Obat Gatal Cetirizine, Efek Samping dan Cara Mengatasinya

Ada berbagai faktor yang menyebabkan gatal pada kulit. Beberapa diantaranya karena gigitan serangga, alergi atau karena faktor lainnya. Jika Anda memiliki alergi terhadap sesuatu, seperti bulu binatang atau serbuk sari, ada baiknya untuk menghindari penyebab munculnya gatal tersebut. 

Pasalnya, reaksi alergi pada seseorang tidak hanya akan menimbulkan gatal saja, tetapi sering kali menyebabkan sinus, gangguan tenggorokan hingga sistem pernapasan bagian atas. Cara yang biasanya dilakukan pelaku alergi adalah mengonsumsi obat gatal cetirizine. Apakah ada efek samping ketika mengonsumsi obat tersebt? Cek di sini, yuk!

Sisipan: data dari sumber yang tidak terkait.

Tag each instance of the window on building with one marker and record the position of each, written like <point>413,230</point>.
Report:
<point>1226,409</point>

Apa itu obat gatal cetirizine?

Cetirizine merupakan obat antihistamin yang dapat meredakan gejala alergi, salah satunya gatal. Obat ini dapat digunakan untuk mengobati:

  • Demam akibat serbuk sari atau bunga
  • Konjungtivis, merah dan mata gatal
  • Eksim
  • Gatal-gatal, urtikaria
  • Reaksi terhadap gigitan serta sengatan serangga
  • Beberapa alergi makanan

Cetirizine dikenal sebagai antihistamin yang tidak menyebabkan kantuk. Ini jauh lebih kecil kemungkinan untuk membuat Anda mengantuk daripada beberapa antihistamin lainnya. Namun, untuk dapat mengonsumsinya Anda perlu resep dokter. Obat ini tersedia dalam bentuk kapsul dan tablet. Secara umum, obat gatal cetirizine adalah obat yang aman dan efektif, namun Anda tetap harus mewaspadai peringatan dan tindakan pencegahan tertentu saat mengonsumsi obat ini. 

Siapa yang boleh dan tidak bisa minum cetirizine?

Tablet dan cairan cetirizine yang Anda beli dari apotek dan supermarket dapat dikonsumsi oleh orang dewasa dan anak-anak berusia di atas 6 tahun. Anak-anak dengan usia 2 tahun juga dapat mengonsumsi cetirizine cair untuk mengatasi demam dan alergi kulit. Namun, untuk anak berusia 1 tahun ke bawah harus dengan pengawasan dan resep dokter. 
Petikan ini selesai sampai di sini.